The man answered with a grim smile. "Some time ago, one of our own was shipwrecked here. Shipwrecked and spirit-possessed. His legacy left water in your bloodline."
There was disgust in his tone, and Iris's mind flickered over the implications, unwilling to delve into the sliminess she felt at its truth.
"You've some of that water in you," he continued, nodding in her direction. "All you Candlemaidens do, I think. Or at least, the proper ones."
This was a familiar theme, a favorite of Hall's; the girls being trained up in the city seminary were only rarely of the right blood and only barely deserved an association with the title Candlemaiden. It was improper for Candlemaidens to be raised as anything other than apprentices, Hall maintained, but the tribunes argued such a method was inefficient, and nowadays most Candlemaidens were prim young girls from large city families who were shipped out to the villages with Kaerent priests. Or so Iris heard from an irate Hall. This was, after all, her first time outside of her canton.
"An interesting thing for an outsider to know," Iris mused, not intending offense.
"Oh. Well, I'm here to study you. I mean your culture, your magicks." He slid a hand down his odd robes and tugged at the sash around his waist. "I'm a scholar. It's what I do."
Strange for a scholar to have such an air of magic and mystery around him. "Do you enjoy it?"
"I enjoy having purpose."
Sometimes that had to be enough, Iris thought, and she hummed in agreement, or at least kindred acknowledgement.

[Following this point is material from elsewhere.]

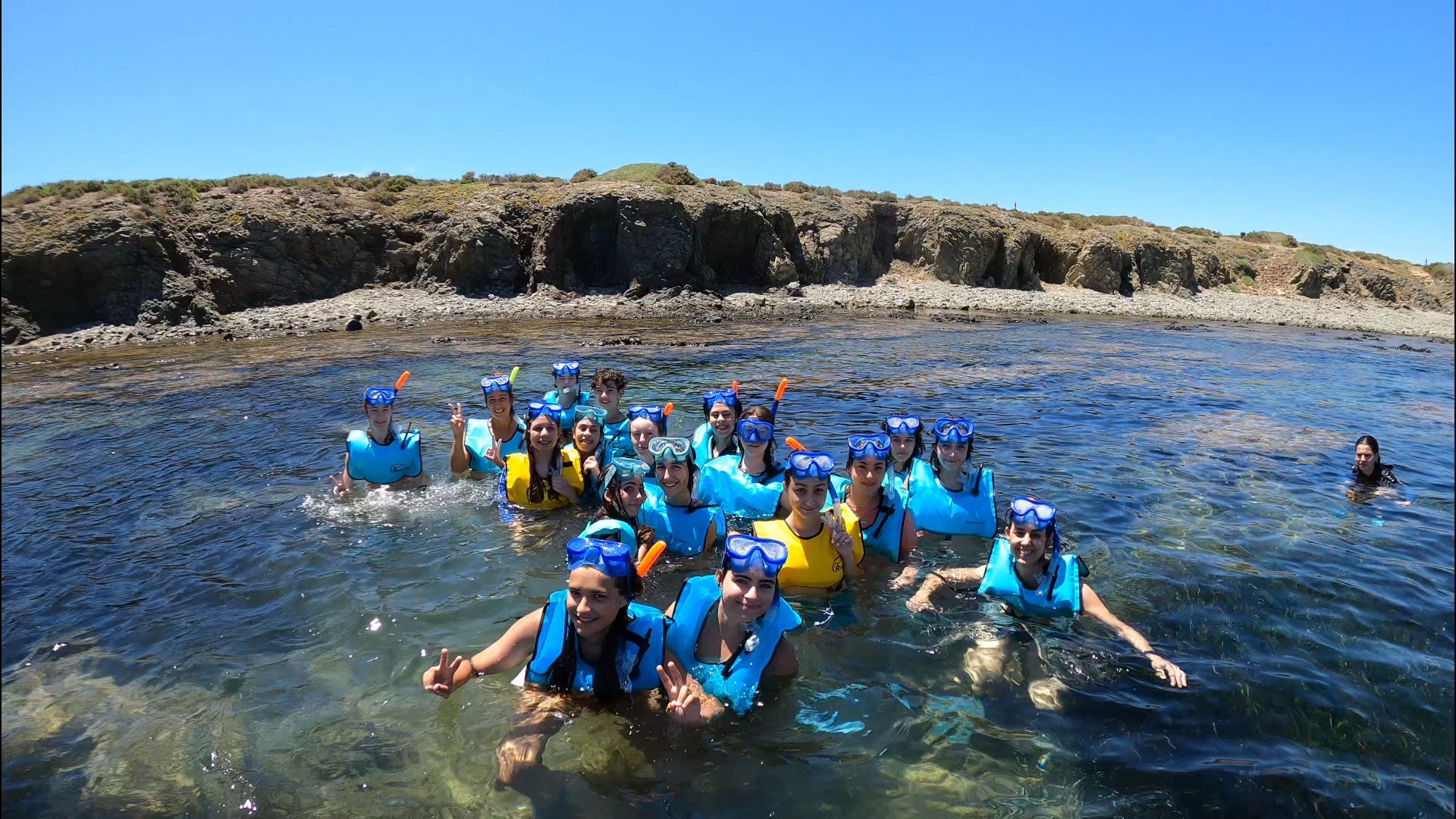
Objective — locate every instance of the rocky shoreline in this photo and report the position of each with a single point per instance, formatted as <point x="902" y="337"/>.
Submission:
<point x="226" y="259"/>
<point x="934" y="300"/>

Iris looked back at the inn, the life she was being pulled into at the cost of her foremost purpose. She didn't want to return. She didn't want to lose what she had left. But Mother Hall had said it was for the best.
"I should go."
"Yes." The man turned back to look at the sea, and Iris realized he wasn't that old at all, perhaps just a few years older than herself. "It isn't... time." He shrugged at his odd phrasing, dislodging a bird from his shoulder. "My name is Cecil. Maybe we'll meet again someday."

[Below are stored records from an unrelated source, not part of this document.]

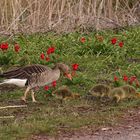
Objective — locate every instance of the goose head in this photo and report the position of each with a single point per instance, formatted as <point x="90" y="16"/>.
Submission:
<point x="64" y="69"/>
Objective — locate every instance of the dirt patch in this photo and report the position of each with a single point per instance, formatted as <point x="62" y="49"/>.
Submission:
<point x="127" y="129"/>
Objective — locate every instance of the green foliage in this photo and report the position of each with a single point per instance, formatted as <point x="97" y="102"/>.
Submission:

It felt right to Iris that they might. She gave him a half-smile and her name in return before taking her leave.
She had worried she had stayed out too long in the timeless space of foggy night, but there were still a few girls loitering outside the inn, keeping to that small sense of freedom despite their shivers. As an afterthought, Iris waved her hand in the air and undid her will-o-wisp lantern as she headed towards the door. The Kaerents didn't take well to her spiritcraft.
"What were you doing over there?" The girl who asked was small and shy, and Iris found both the fact someone was speaking to her and the question itself odd.
"I was talking to that man."
"What man?"
Iris turned to see if Cecil had vanished, but he was still there, staring out at the sea and tossing cuts of fish to the crows. Looking back at the girl, she saw no trace of mischief, just honest confusion.
"Do you not see him? Leaning up against the post?" Perhaps the girl's eyesight was bad.
"Maybe? It's too foggy to see much of anything over there."
Foggy? Perhaps. Iris couldn't see far down the streets, and she lost sight of the ocean by the end of the pier, but the man by post was crystal clear in her eyes. It was as if he drank in every wisp of light left and shone with its stolen glow.
"It's cold. Let us go inside."
***
In the morning Iris woke to a crow on the windowsill. While the rest of the girls still slept, and feeling indeed as if she were still in a dream, Iris opened the window and gave the crow a small candle of violet and yellow.
"If your master ever has need of me, tell him he need only light this candle and I will know."
Then she went back to sleep and let the whole thing become a blurred memory like a dream.
***
Years and years later, standing on a hill in the realm of Death, she would wonder at how so small a candle could change the paths of empires and still let her lose her closest companion.